Posted on:1991-04-02Degree:Ph.DType:Dissertation
University:State University of New York at BinghamtonCandidate:Curran-Everett, Linda SusanFull Text:PDF
GTID:1479390017952221Subject:Anthropology
Abstract/Summary:
Nomadic Ngisonyoka Turkana experience seasonal stress resulting from pastoralism in a hot, semi-arid, resource-limited environment. They herd despite an extended seasonal drought during which food and water resources are patchy and unpredictable. Successful exploitation of this environment requires strategic herd management, opportunistic mobility, a flexible social system, and physical work capacity (PWC) equal to the demands of herding and watering livestock and moving encampments. They may move 100 km annually, while seasonal food shortages affect nutrition and ultimately health, energy reserves, and PWC. Since they participate minimally in a market economy, surviving instead by their own physical labor through animal husbandry, it is important to understand how they respond as the dry season progresses and their condition deteriorates.; This study investigated the relationship between changing body energy reserves and PWC. Seasonal changes in body weight and arm and leg muscle and fat volumes were related to changes in resting metabolic rate and peak aerobic power in Ngisonyoka males aged 20-44 years.; The Ngisonyoka studied accomplished their work by responding on two levels. First, they used behavioral strategies to minimize daily exposure to heat stress and dehydration. Nonetheless, they appeared capable of working in the heat while chronically dehydrated and ketotic.; The second response level involved longer-term cultural mechanisms tied to relative age ranking and physical abilities. These were employed to temporally distribute nutritional and work-related stress. The result: some age groups, notably the 20-29 year-old herders, bore a greater share of the stress. These men performed critical tasks during the 1984-85 drought, but had greater access to food resources.
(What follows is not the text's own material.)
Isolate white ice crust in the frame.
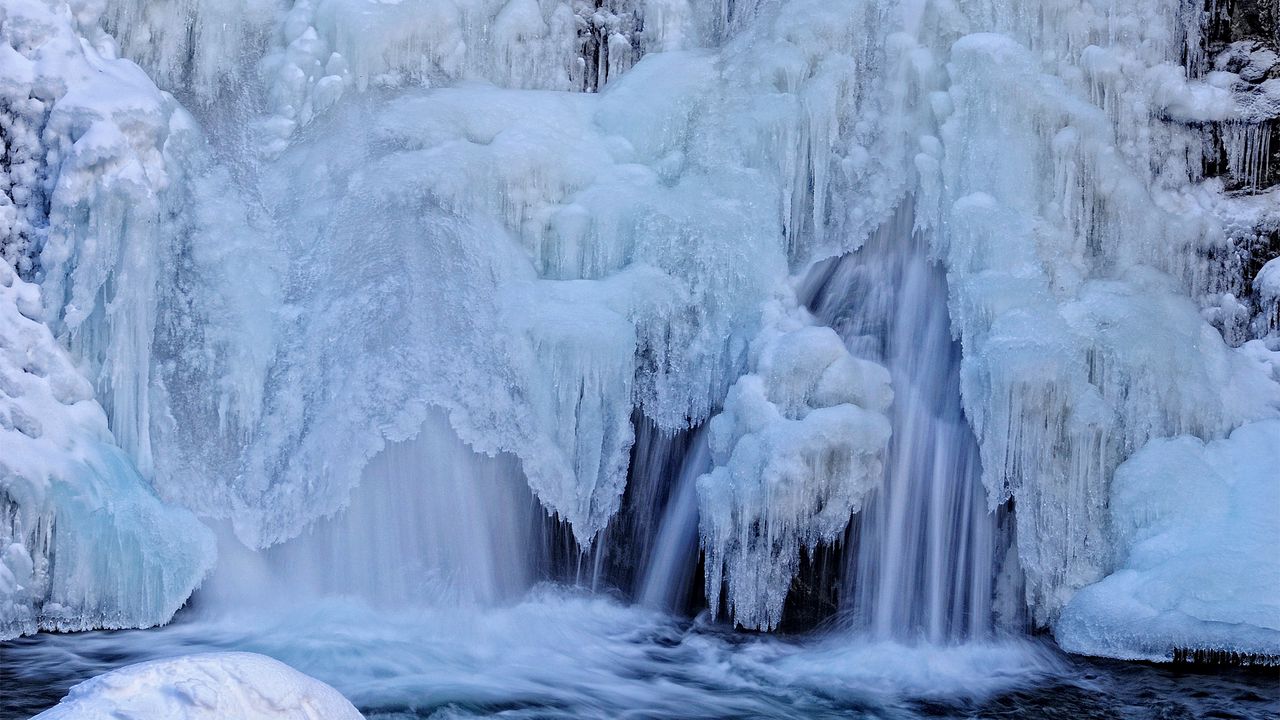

Occupation and wealth, which crosscut age groups, also modified individual energy balance and PWC.; Recovery of lean body mass (LBM) following seasonal starvation seemed swift in the 20-29 year-old herders, as was an apparent training-related increase in arm muscle volume. Activity and an earlier restoration of muscle than fat volume may be mechanisms whereby LBM is maintained over several years of cyclical weight loss.